Перспектива участвовать в войне ему не улыбалась. Стрелять в неприятеля и убивать
шрапнелью и гранатами находящихся по ту сторону фронта таких же несчастных, как и он
сам, сверхштатных преподавателей математики он считал глупым. «Не хочу, чтобы меня
ненавидели за насилие», — сказал он себе и спокойно украл часы. Сначала исследовали его
психическое состояние, и только после того, как он заявил, что украл часы с целью
обогащения, его отправили в гарнизонную тюрьму.
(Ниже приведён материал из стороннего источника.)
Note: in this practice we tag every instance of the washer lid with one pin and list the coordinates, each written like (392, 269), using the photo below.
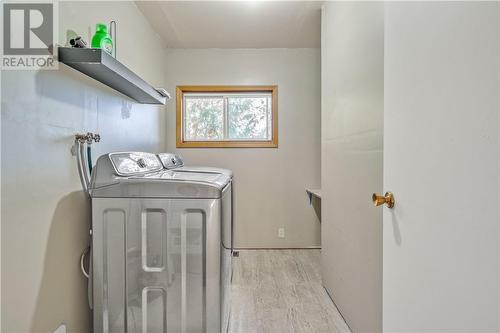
(124, 175)
(134, 163)
(170, 161)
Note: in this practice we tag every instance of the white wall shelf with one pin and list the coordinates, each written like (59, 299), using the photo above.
(101, 66)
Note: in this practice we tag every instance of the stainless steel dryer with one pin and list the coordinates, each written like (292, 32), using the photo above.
(175, 162)
(157, 247)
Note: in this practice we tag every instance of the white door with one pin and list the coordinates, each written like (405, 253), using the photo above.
(352, 66)
(441, 161)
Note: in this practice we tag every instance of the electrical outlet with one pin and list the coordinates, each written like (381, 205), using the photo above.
(60, 329)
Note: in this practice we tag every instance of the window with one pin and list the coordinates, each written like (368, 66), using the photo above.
(227, 116)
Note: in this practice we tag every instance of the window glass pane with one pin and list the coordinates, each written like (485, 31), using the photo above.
(249, 117)
(203, 118)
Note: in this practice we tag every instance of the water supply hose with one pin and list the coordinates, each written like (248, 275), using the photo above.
(79, 166)
(84, 165)
(89, 158)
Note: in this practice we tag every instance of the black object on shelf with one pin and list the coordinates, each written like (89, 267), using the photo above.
(101, 66)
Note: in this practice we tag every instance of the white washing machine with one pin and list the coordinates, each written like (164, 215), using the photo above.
(158, 254)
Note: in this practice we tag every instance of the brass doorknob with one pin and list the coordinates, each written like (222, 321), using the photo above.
(387, 199)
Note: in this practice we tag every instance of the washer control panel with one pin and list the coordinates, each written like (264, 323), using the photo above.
(170, 161)
(134, 163)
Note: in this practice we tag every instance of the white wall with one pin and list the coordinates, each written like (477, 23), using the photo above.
(269, 183)
(441, 159)
(45, 217)
(352, 62)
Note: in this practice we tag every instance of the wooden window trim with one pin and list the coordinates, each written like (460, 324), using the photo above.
(273, 143)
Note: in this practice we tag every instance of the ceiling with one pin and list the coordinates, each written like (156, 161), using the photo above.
(235, 24)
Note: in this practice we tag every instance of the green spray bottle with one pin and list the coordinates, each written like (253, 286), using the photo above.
(101, 39)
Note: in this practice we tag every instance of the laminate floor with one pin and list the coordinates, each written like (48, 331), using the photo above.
(280, 291)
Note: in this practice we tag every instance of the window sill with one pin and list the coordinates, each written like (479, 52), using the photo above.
(227, 144)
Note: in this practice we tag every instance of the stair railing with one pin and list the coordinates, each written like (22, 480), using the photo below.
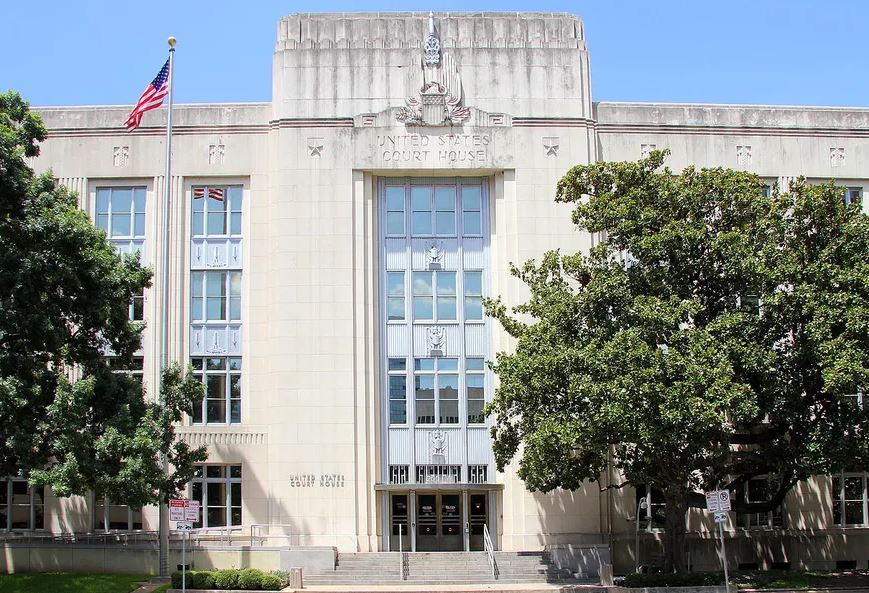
(490, 551)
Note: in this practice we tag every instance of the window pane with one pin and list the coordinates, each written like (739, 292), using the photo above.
(448, 364)
(395, 283)
(421, 223)
(197, 223)
(397, 411)
(397, 386)
(446, 223)
(395, 199)
(423, 364)
(395, 223)
(122, 201)
(472, 223)
(216, 222)
(446, 308)
(425, 412)
(471, 198)
(474, 364)
(121, 224)
(473, 308)
(446, 282)
(103, 200)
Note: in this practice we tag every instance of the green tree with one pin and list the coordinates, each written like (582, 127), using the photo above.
(66, 419)
(712, 336)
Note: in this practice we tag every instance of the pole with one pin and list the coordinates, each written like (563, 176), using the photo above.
(164, 306)
(723, 557)
(183, 562)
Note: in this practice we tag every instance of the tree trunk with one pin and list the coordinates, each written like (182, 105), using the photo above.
(676, 504)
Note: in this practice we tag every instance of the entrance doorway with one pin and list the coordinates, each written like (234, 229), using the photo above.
(439, 522)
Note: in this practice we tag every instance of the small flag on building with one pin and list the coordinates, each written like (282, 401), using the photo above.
(215, 193)
(151, 98)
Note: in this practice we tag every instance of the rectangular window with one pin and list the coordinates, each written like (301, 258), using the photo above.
(118, 517)
(120, 212)
(215, 296)
(397, 377)
(759, 489)
(218, 490)
(420, 205)
(395, 210)
(216, 211)
(473, 296)
(434, 296)
(445, 211)
(475, 392)
(436, 390)
(472, 215)
(222, 379)
(854, 195)
(395, 296)
(21, 507)
(849, 499)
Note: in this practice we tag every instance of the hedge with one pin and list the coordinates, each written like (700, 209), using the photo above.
(249, 579)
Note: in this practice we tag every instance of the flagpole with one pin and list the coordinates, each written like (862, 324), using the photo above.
(164, 347)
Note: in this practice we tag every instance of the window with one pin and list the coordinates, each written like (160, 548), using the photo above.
(216, 210)
(120, 211)
(397, 377)
(759, 489)
(420, 205)
(215, 296)
(472, 219)
(475, 380)
(117, 516)
(135, 368)
(395, 210)
(653, 510)
(445, 210)
(473, 296)
(436, 389)
(395, 296)
(21, 507)
(854, 195)
(222, 378)
(218, 490)
(434, 296)
(849, 499)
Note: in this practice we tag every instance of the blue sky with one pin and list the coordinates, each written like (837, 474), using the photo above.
(802, 52)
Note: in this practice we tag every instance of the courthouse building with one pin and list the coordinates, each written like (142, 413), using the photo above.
(328, 254)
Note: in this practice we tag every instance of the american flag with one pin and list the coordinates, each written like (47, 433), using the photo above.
(151, 98)
(215, 193)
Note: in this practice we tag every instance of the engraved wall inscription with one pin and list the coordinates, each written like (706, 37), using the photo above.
(423, 148)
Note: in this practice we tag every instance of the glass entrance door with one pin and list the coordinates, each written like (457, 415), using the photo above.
(439, 522)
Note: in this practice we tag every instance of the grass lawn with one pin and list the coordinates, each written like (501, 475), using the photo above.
(70, 583)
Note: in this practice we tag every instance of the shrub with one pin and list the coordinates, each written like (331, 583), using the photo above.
(200, 579)
(691, 579)
(226, 579)
(249, 579)
(283, 575)
(271, 582)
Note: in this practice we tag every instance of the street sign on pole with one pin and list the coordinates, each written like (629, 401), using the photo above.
(177, 508)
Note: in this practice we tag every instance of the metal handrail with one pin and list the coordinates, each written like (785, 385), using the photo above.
(490, 551)
(257, 528)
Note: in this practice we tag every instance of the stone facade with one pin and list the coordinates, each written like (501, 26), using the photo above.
(362, 101)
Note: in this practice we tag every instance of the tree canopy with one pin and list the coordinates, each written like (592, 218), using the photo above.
(712, 335)
(66, 419)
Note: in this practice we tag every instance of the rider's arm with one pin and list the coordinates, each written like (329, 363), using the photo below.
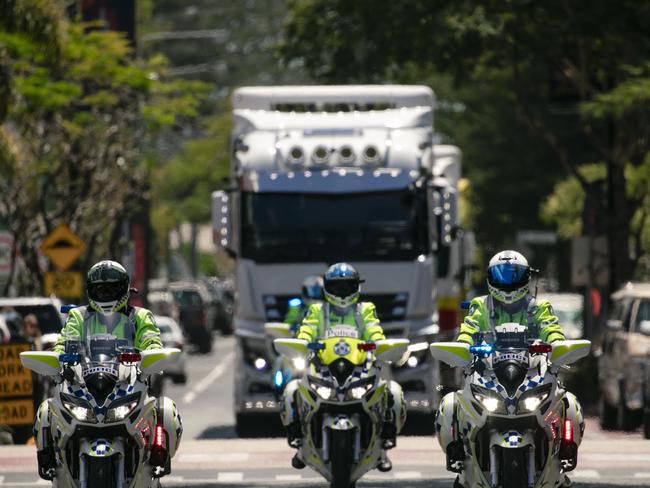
(373, 331)
(309, 329)
(147, 334)
(473, 322)
(549, 325)
(71, 330)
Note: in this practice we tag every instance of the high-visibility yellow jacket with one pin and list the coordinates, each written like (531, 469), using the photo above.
(537, 313)
(136, 325)
(361, 316)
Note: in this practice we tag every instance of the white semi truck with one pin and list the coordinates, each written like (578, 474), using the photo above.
(323, 174)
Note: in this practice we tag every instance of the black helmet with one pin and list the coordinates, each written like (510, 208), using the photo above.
(107, 286)
(341, 285)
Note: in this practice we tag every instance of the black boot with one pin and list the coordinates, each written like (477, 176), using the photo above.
(296, 462)
(384, 465)
(389, 435)
(294, 434)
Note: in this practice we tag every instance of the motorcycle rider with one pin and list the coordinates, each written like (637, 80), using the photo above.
(107, 287)
(341, 307)
(312, 292)
(509, 301)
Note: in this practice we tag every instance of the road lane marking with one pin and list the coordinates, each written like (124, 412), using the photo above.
(288, 477)
(586, 473)
(407, 475)
(226, 457)
(230, 477)
(202, 385)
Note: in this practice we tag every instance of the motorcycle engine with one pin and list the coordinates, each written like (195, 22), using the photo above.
(511, 375)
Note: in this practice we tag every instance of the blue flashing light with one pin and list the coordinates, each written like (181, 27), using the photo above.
(69, 358)
(482, 350)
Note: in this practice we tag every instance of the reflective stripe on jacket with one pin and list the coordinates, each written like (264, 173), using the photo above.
(541, 313)
(138, 327)
(362, 316)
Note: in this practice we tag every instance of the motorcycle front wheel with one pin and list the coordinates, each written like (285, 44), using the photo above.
(101, 472)
(513, 468)
(341, 458)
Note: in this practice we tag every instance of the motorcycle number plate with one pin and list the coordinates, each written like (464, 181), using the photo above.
(342, 331)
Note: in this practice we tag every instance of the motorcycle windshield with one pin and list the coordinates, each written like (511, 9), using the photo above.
(342, 348)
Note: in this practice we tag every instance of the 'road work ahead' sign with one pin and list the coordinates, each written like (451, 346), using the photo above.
(16, 388)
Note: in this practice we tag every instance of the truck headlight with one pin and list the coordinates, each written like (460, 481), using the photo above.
(532, 399)
(488, 399)
(78, 408)
(119, 409)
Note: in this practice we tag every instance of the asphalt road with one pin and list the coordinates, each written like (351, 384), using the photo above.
(211, 455)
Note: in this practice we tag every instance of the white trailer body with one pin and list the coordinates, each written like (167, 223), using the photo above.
(323, 174)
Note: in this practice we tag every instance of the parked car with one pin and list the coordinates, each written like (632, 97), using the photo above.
(47, 311)
(569, 308)
(172, 336)
(625, 358)
(224, 299)
(183, 302)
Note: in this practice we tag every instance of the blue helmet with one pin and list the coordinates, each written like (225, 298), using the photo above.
(312, 288)
(342, 285)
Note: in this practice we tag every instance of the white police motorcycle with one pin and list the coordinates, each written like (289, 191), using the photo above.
(513, 424)
(101, 429)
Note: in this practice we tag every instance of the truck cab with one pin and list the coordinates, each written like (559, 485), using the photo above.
(324, 174)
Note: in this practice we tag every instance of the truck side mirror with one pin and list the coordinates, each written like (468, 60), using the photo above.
(222, 227)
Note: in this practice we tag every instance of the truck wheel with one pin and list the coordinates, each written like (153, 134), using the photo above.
(607, 414)
(625, 418)
(646, 421)
(245, 425)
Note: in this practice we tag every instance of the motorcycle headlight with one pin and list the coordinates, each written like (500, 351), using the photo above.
(488, 399)
(533, 399)
(119, 409)
(78, 408)
(358, 389)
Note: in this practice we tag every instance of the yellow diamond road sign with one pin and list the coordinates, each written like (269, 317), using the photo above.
(63, 247)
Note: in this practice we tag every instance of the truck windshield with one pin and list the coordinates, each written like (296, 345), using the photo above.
(298, 227)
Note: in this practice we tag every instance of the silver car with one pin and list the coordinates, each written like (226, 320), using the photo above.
(171, 336)
(625, 357)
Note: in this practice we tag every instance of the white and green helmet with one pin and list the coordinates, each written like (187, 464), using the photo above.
(107, 286)
(508, 276)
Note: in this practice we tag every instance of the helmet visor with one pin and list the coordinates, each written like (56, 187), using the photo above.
(107, 292)
(508, 276)
(341, 288)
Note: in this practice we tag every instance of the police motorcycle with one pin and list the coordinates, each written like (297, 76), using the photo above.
(102, 429)
(513, 424)
(341, 402)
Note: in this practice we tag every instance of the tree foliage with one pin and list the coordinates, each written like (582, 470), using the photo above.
(80, 111)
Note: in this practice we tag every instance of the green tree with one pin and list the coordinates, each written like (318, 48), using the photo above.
(80, 114)
(574, 77)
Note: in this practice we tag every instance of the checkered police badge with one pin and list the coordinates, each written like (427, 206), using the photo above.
(341, 348)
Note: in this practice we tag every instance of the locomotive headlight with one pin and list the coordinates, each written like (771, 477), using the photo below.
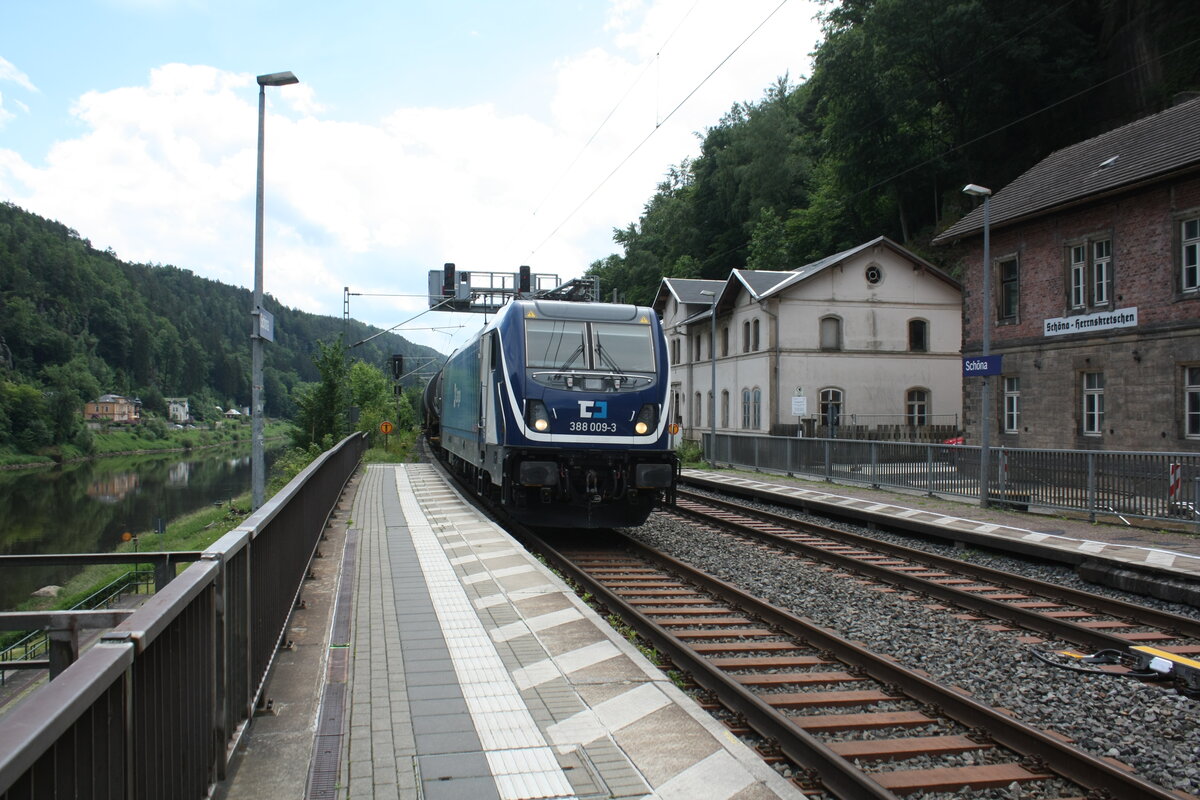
(537, 416)
(646, 419)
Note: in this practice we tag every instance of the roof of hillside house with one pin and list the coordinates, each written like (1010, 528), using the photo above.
(685, 290)
(809, 270)
(1139, 152)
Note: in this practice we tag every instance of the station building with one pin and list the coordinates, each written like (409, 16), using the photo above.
(867, 338)
(1096, 294)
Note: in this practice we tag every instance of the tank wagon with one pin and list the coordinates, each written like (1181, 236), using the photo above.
(557, 410)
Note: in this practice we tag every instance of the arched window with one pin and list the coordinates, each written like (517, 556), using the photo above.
(831, 332)
(917, 407)
(831, 407)
(918, 336)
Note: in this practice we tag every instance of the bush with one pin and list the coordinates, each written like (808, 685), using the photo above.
(690, 453)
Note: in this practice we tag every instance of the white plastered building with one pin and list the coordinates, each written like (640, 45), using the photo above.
(870, 340)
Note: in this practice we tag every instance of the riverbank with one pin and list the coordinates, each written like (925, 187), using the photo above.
(127, 443)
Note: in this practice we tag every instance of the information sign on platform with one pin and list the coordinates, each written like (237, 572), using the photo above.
(981, 365)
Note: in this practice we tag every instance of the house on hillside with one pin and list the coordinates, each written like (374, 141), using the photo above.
(178, 410)
(868, 338)
(114, 408)
(1096, 293)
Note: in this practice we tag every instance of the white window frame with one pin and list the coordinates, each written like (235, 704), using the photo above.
(1102, 271)
(916, 407)
(831, 400)
(1092, 388)
(1189, 254)
(1078, 271)
(1012, 404)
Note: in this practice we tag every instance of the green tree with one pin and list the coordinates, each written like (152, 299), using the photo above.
(322, 407)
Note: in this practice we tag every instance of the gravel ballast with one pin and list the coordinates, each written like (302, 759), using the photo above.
(1150, 727)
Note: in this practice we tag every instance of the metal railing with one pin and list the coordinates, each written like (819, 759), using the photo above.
(1150, 485)
(157, 707)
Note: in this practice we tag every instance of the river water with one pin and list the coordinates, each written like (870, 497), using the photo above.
(87, 507)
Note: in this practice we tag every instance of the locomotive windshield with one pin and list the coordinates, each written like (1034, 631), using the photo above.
(591, 356)
(555, 344)
(623, 348)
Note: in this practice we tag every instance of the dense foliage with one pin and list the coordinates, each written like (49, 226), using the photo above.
(76, 323)
(909, 101)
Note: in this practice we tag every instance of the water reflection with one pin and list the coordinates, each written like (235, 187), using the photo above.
(85, 507)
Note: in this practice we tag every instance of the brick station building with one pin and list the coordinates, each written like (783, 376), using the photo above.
(1096, 293)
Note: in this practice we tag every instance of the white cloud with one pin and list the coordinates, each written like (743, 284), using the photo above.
(165, 172)
(9, 72)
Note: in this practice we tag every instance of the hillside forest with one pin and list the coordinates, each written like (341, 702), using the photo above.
(909, 101)
(77, 323)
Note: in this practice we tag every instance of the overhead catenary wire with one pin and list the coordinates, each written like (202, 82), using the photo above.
(657, 126)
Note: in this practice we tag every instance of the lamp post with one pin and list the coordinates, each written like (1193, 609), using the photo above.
(258, 471)
(712, 355)
(985, 395)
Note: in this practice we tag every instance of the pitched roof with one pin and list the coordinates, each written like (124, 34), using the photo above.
(685, 290)
(759, 282)
(1141, 151)
(807, 271)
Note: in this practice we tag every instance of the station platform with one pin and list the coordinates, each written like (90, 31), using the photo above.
(460, 667)
(1119, 553)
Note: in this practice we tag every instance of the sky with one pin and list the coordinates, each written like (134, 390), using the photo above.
(490, 134)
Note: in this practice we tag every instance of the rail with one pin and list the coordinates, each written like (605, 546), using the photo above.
(1147, 485)
(157, 707)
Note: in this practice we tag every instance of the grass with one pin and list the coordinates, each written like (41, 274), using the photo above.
(401, 449)
(193, 531)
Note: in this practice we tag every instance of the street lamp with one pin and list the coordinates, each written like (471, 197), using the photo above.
(258, 471)
(712, 394)
(985, 419)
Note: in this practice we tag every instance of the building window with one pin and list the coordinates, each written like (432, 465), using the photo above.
(917, 407)
(1078, 270)
(1093, 403)
(1189, 232)
(1192, 402)
(1009, 289)
(1102, 271)
(831, 407)
(918, 336)
(1012, 404)
(831, 334)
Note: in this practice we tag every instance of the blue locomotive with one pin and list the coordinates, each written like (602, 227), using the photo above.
(557, 410)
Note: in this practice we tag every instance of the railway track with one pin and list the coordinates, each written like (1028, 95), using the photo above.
(856, 723)
(1048, 609)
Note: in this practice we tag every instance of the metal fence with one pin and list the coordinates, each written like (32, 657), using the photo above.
(1151, 485)
(157, 707)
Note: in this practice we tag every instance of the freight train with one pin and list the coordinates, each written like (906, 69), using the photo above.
(558, 411)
В гарнизонной тюрьме многие сидели за кражу или мошенничество. Идеалисты и
неидеалисты. Люди, считавшие военную службу источником личных доходов: различные
бухгалтеры интендантства, тыловые и фронтовые, совершившие всевозможные
мошенничества с провиантом и солдатским жалованием, и затем мелкие воры, которые были
в тысячу раз честнее тех молодчиков, которые их сюда послали. Кроме того, в гарнизонной
тюрьме сидели солдаты за преступления чисто воинского характера, как-то: нарушение
дисциплины, попытки поднять мятеж, дезертирство. Особую группу составляли
политические, из которых восемьдесят процентов были совершенно невинны; девяносто
девять процентов этих невинных были осуждены.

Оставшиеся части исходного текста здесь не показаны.